姫は王子で王子が姫で。




程なくして、目的の駅に到着。


プシューっと音を立て扉が開く。


混み合っていた車内の人の大半がここでどどっと降りる。


さっと人混みを避けてあたしが歩きやすいように道を作ってってくれるヒメ。


もうヒメの中でこれはクセみたいなものなんだろう。


決まって一緒に行動している時、人でごった返す場所ではこれをやってくれる。


毎回毎回お礼なんて言ってたらキリがないから、こういう時は決まって心の中で"ありがとう"って呟く。


これはあたしのクセ。


「あんまぼーっとしてるとブスが余計ブスになるぞー。」


そんなことを考えていたらヒメから発された一言。


キッと睨むとおどけた様子でケラケラ笑っているヒメ。


「ほんと、ちょっと関心したのにすぐこれだもんなーーー!!」


わざとらしくあたしも大きな声で対抗する。


「は?関心てなんだよ。

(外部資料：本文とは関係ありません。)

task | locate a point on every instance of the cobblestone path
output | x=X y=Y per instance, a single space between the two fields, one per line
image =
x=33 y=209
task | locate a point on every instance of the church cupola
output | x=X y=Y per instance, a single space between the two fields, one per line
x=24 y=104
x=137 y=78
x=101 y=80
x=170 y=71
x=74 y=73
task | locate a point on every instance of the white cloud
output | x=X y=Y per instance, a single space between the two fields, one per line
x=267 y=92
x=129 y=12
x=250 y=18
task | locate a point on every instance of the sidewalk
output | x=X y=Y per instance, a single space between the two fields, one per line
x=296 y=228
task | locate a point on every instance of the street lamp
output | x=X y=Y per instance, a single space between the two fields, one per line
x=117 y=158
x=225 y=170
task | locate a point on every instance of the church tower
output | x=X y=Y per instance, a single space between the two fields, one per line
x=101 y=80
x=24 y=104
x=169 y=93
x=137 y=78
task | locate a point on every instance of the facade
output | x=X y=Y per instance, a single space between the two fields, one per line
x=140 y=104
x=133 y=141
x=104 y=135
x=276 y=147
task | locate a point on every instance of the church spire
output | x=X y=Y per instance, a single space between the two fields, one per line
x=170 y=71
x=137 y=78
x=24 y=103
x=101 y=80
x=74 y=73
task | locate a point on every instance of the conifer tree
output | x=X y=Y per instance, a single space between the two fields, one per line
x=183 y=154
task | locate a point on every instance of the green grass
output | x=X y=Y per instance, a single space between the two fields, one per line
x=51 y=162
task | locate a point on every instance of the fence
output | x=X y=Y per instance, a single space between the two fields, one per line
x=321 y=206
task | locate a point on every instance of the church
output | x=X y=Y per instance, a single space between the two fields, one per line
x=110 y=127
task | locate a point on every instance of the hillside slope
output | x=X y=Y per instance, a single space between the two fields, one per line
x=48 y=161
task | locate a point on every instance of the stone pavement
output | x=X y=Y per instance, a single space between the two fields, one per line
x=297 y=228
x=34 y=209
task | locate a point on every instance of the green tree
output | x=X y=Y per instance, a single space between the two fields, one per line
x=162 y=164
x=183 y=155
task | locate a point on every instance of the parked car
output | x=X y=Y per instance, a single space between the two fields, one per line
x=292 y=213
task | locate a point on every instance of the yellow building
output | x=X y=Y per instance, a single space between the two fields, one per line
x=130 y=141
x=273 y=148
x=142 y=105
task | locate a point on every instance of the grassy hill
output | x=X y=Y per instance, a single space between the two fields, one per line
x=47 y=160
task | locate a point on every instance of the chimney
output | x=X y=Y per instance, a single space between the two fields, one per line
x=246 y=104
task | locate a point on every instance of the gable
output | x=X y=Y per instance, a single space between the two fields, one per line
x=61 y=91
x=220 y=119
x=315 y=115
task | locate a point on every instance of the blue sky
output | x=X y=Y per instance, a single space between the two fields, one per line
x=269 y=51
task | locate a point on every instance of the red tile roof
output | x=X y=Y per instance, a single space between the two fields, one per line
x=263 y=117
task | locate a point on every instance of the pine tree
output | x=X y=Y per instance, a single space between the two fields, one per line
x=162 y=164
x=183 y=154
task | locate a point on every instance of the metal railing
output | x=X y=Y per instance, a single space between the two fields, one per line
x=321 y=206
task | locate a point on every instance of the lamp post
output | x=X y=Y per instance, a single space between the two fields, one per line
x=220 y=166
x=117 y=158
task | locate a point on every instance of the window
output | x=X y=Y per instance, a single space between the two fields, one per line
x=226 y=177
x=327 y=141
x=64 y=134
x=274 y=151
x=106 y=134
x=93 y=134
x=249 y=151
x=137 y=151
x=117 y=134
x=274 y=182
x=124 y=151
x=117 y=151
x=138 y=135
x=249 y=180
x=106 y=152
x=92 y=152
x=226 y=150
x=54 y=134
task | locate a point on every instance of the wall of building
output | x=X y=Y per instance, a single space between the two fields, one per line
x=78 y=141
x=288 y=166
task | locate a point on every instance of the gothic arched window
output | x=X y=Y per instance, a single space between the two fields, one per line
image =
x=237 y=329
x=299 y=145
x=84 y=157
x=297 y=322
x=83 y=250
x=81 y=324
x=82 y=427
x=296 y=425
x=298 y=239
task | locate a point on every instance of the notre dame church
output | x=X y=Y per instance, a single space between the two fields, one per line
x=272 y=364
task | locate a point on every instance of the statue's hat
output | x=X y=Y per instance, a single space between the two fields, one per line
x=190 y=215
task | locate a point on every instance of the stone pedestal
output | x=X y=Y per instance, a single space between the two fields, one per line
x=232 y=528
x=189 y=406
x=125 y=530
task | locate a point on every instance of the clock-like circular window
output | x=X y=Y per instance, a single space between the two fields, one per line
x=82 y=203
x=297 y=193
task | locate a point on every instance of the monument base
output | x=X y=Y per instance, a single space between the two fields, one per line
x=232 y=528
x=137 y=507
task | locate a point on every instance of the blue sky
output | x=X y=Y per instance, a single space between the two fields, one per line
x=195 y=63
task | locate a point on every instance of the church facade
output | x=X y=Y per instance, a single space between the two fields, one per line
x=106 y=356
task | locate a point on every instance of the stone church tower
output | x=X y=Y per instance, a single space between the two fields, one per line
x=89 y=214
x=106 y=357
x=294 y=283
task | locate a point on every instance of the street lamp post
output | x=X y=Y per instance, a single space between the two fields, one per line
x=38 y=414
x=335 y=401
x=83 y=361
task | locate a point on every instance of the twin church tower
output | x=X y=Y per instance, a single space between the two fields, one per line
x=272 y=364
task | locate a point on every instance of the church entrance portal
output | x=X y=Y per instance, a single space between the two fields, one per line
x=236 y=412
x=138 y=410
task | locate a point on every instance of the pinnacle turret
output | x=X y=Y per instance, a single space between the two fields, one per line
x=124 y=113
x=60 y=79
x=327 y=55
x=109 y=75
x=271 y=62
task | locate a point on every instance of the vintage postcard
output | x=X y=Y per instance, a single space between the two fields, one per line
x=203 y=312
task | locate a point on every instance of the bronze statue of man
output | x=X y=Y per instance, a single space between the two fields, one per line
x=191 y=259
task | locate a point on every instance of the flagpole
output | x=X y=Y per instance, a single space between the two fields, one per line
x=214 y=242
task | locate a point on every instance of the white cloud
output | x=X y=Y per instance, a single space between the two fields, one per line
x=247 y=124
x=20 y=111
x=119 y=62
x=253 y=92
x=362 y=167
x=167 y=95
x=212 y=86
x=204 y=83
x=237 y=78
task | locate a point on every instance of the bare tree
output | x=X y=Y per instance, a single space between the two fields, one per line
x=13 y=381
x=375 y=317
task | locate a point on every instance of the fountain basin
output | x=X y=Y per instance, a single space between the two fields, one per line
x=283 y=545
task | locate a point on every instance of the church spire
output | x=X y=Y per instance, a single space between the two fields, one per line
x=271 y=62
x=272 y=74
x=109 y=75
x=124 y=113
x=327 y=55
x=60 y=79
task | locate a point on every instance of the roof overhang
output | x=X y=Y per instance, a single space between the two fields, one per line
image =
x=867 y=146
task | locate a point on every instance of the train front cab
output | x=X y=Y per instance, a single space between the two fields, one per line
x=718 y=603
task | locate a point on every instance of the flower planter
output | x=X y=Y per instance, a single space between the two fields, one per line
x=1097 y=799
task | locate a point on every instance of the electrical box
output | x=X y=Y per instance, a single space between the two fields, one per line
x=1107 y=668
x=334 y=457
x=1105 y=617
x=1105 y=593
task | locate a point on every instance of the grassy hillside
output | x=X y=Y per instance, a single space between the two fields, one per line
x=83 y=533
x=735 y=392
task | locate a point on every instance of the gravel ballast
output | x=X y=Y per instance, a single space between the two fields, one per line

」


そこですかいヒメさんよ…。


思わず突っ込んでしまった。でも。


「教えないよ!」


ここで教えたら調子に乗ること間違いなしだから何も言わないのが賢明な判断。


「わけわかんねぇ…。」


苦い表情をして後頭部をくしゃくしゃってするヒメ。頭に鳥の巣作ってしまえ。



「ていうか、行く道わかんないや。

案内よろしく~」



改札を抜け、ヒメにすべてを託す。


まぁこういうのを丸投げともいう(笑)



はぁーって短いため息をつきながらもちゃんと頼みを聞いてくれるあたりいい子。